Praziquantel, an isoquinolone derivative, has had limited use in the treatment of CE [47]. Praziquantel has shown efficacy in vitro and in animal models. Weekly dose of 50 mg/kg or dose every 2 weeks have displayed suitable pharmacokinetics in humans [47]. There are few clinical studies documenting praziquantel benefits in humans [8, 9, 30, 50]; however, combination of praziquantel with mebendazole [50] or albendazole [8, 9] seems to be more effective and possibly more rapid than benzimidazole monotherapy. The earliest report of a trial of combination praziquantel and albendazole in the treatment of human hydatid disease was made by Yasawy et al. [30]. Major disadvantages of these works are different praziquantel schemes: various treatment groups are too small for significant analysis and failure to use matching controls [8, 30]. Combination of praziquantel and albendazole may produce some benefit in pre- and post-intervention chemotherapy and might be helpful when spillage occurs during surgical procedure [8, 9]. Combined treatment reduces potentially the risk of disease recurrence and intraperitoneal seeding of infection that may develop via cyst rupture and spillage. Additionally, praziquantel may prevent the vesicular development of protoscoleces and inhibit the formation of secondary cysts.
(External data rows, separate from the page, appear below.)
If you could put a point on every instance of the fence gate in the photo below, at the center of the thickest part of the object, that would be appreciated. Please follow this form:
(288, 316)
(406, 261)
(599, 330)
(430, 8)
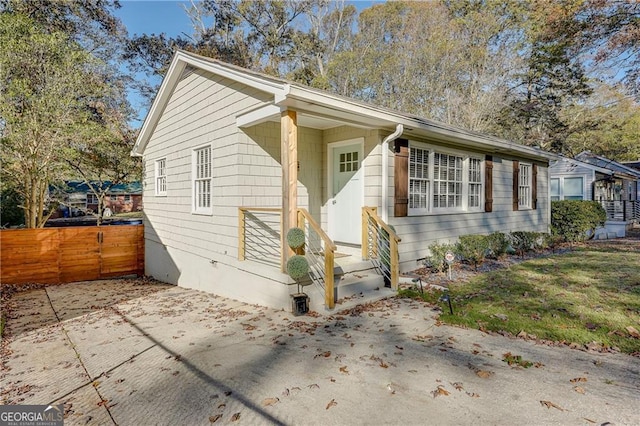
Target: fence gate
(58, 255)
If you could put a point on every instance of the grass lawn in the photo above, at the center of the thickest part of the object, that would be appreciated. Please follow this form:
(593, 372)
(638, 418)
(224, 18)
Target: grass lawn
(590, 294)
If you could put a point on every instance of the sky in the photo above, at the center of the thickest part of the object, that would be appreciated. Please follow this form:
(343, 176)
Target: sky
(154, 16)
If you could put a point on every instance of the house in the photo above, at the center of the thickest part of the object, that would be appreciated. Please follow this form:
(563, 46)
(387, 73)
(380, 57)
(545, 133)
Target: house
(235, 158)
(79, 199)
(592, 177)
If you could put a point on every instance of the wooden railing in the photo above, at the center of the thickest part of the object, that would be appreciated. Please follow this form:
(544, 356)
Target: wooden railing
(623, 210)
(320, 252)
(380, 245)
(259, 230)
(259, 236)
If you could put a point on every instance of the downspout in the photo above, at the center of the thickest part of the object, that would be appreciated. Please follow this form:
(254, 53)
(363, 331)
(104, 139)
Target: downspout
(385, 170)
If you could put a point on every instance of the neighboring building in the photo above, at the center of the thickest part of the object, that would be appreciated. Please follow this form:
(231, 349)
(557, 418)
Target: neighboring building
(235, 158)
(592, 177)
(80, 200)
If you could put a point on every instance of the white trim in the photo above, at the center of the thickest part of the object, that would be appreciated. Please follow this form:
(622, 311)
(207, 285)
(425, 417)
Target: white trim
(330, 149)
(561, 178)
(300, 97)
(257, 116)
(158, 191)
(528, 184)
(464, 207)
(195, 208)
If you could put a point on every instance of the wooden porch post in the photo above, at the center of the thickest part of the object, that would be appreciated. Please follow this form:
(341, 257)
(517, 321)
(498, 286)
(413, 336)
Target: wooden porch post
(289, 160)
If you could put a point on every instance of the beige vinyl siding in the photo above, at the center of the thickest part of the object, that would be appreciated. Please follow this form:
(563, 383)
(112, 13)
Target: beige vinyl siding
(371, 163)
(418, 232)
(566, 168)
(202, 110)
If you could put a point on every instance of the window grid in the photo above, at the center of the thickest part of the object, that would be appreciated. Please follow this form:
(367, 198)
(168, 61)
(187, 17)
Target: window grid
(349, 162)
(447, 179)
(161, 176)
(202, 181)
(475, 182)
(418, 178)
(524, 186)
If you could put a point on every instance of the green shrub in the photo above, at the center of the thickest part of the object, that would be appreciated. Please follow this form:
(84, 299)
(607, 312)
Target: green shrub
(498, 244)
(473, 248)
(437, 251)
(297, 267)
(295, 238)
(576, 220)
(523, 241)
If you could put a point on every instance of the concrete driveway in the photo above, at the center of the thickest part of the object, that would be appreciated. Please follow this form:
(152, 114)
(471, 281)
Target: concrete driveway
(130, 352)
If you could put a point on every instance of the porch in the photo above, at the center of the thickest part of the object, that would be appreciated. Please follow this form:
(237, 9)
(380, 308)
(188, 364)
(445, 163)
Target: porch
(338, 272)
(621, 216)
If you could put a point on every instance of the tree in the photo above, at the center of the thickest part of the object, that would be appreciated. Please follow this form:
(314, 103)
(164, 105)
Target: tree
(44, 79)
(61, 109)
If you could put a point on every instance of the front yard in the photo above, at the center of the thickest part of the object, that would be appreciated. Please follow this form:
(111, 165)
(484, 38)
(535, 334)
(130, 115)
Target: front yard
(588, 297)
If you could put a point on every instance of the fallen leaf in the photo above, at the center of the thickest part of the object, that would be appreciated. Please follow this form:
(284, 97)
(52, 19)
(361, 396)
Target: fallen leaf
(484, 374)
(270, 401)
(579, 389)
(440, 391)
(550, 404)
(331, 403)
(633, 332)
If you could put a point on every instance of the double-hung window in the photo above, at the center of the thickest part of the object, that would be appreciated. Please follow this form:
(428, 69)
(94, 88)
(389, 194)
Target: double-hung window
(567, 188)
(202, 180)
(524, 186)
(441, 181)
(161, 176)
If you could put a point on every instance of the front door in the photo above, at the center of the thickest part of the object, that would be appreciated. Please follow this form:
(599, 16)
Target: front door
(346, 192)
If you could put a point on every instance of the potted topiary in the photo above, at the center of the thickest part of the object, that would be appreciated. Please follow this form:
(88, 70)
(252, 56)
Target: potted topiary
(298, 269)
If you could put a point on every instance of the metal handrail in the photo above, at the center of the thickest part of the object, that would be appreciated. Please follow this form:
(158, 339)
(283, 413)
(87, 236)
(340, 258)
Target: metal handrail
(380, 245)
(322, 271)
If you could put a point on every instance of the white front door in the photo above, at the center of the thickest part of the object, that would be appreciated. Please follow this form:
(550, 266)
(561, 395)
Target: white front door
(346, 192)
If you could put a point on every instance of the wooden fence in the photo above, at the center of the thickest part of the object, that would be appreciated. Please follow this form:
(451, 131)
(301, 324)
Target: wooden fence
(59, 255)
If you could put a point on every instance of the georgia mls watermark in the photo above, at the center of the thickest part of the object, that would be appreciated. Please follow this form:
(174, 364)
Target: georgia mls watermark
(31, 415)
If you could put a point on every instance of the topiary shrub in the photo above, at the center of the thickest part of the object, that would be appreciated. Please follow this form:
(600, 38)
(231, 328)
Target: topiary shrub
(523, 241)
(297, 267)
(498, 244)
(473, 249)
(295, 238)
(436, 260)
(576, 220)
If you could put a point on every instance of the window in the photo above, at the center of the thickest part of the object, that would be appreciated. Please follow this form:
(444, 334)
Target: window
(349, 162)
(161, 176)
(475, 182)
(418, 179)
(202, 180)
(567, 188)
(443, 181)
(524, 186)
(573, 189)
(447, 181)
(554, 190)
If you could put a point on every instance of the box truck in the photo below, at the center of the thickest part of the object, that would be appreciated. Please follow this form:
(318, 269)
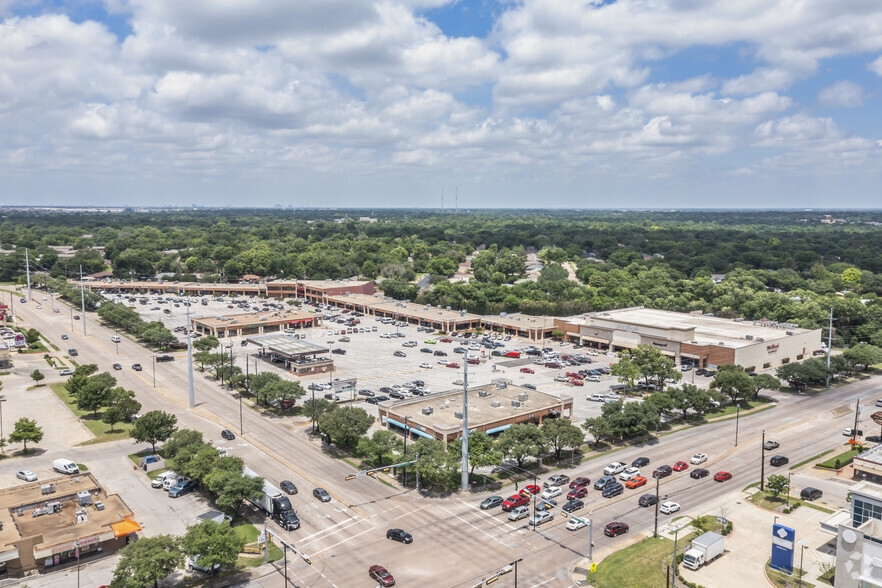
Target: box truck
(704, 548)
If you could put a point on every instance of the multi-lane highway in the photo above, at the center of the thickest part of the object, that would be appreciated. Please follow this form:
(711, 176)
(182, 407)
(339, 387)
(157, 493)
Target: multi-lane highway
(456, 544)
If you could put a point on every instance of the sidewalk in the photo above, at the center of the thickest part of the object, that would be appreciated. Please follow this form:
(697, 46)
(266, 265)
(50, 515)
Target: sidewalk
(748, 548)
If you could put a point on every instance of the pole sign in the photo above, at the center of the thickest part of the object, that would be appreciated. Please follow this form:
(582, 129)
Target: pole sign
(782, 548)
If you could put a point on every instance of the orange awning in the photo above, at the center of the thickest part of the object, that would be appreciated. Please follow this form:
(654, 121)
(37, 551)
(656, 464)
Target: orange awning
(125, 527)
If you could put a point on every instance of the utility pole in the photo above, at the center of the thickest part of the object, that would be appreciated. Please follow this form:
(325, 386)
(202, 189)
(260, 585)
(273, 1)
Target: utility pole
(465, 421)
(763, 462)
(655, 530)
(28, 272)
(829, 345)
(190, 393)
(82, 299)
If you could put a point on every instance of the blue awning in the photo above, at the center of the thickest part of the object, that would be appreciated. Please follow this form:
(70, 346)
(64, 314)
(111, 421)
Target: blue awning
(497, 429)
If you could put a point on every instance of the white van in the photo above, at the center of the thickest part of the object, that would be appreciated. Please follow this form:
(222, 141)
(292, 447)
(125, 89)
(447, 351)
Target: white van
(158, 480)
(65, 466)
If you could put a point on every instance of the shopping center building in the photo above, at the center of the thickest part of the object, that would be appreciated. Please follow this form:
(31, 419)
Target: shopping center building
(704, 341)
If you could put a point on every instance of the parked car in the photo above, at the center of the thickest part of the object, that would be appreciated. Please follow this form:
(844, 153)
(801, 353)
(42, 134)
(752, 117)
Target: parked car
(615, 529)
(399, 535)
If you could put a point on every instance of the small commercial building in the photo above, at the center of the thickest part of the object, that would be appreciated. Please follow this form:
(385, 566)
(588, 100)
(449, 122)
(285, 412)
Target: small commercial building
(48, 523)
(255, 323)
(524, 326)
(492, 409)
(300, 357)
(704, 341)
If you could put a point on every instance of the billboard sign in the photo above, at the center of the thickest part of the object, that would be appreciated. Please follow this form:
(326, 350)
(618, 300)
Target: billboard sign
(782, 548)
Combination therapy increases levels of albendazole sulphoxide (the active metabolite of albendazole) both in serum and in cyst fluid compared with levels in patients received only albendazole [14]. Praziquantel has been given at a dose of 40 mg/kg in different regimens for each patient (daily, weekly, fortnightly or monthly) with standard courses of albendazole for between 2 and 3 months. At present, there is scarce evidence supporting a recommendation for the routine use of praziquantel in prolonged chemotherapy for established CE where surgery is not indicated or in severe disseminated disease. This treatment and dosage regimen require evaluation. Further randomized controlled studies are required to determine whether there are significant advantages of combination therapy with albendazole and praziquantel to clarify treatment recommendations. Finally, there are few medical therapeutic options available for CE. As there is some evidence of usefulness of praziquantel in this disease, potential benefits should be explore.
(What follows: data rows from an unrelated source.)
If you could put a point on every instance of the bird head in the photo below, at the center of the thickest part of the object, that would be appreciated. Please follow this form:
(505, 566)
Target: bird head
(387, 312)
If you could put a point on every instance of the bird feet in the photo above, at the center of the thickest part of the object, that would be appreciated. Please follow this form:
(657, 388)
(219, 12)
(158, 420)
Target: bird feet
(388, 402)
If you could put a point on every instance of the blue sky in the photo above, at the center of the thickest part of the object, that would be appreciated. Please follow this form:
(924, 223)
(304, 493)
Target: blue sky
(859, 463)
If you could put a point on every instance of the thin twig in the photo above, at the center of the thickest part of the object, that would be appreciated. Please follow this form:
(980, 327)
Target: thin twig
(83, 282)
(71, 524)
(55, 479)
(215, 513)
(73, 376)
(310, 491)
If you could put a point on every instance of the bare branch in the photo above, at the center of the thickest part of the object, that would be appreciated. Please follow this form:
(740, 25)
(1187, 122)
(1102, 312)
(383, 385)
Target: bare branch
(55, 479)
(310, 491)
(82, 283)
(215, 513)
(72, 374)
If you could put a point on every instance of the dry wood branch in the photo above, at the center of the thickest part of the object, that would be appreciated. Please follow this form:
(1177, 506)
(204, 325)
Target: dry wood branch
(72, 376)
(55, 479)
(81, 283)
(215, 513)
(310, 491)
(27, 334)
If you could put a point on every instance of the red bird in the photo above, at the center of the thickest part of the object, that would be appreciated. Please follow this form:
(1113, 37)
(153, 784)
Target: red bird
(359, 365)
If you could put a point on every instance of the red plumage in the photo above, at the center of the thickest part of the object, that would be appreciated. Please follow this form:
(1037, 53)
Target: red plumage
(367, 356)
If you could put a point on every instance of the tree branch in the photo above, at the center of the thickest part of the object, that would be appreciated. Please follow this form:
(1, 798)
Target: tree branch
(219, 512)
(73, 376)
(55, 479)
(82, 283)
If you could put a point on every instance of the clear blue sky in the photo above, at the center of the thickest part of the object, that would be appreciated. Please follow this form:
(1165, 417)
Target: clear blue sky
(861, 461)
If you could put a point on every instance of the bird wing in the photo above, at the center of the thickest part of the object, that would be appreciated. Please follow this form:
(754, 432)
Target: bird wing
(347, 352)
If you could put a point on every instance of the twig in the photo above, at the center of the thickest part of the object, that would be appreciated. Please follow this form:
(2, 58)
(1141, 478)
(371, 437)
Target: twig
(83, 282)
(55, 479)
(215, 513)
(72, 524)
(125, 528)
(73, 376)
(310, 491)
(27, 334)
One of the limitations of this study was the calculation of overall effects in the meta-analysis sections due to the scarcity of data. Some authors argue that, since clinical and methodological diversity always occurs in meta-analyses, a good statistical combination of studies is always difficult [51, 52]. Nevertheless, a qualitative review and a meta-analysis are better than a lack of information. The authors used forest plots to interpret the results of the meta-analyses, which is an accepted methodology. However, when there are few studies, these plots and their associated tests of significance are not very robust, and more studies are necessary to obtain conclusive evidence.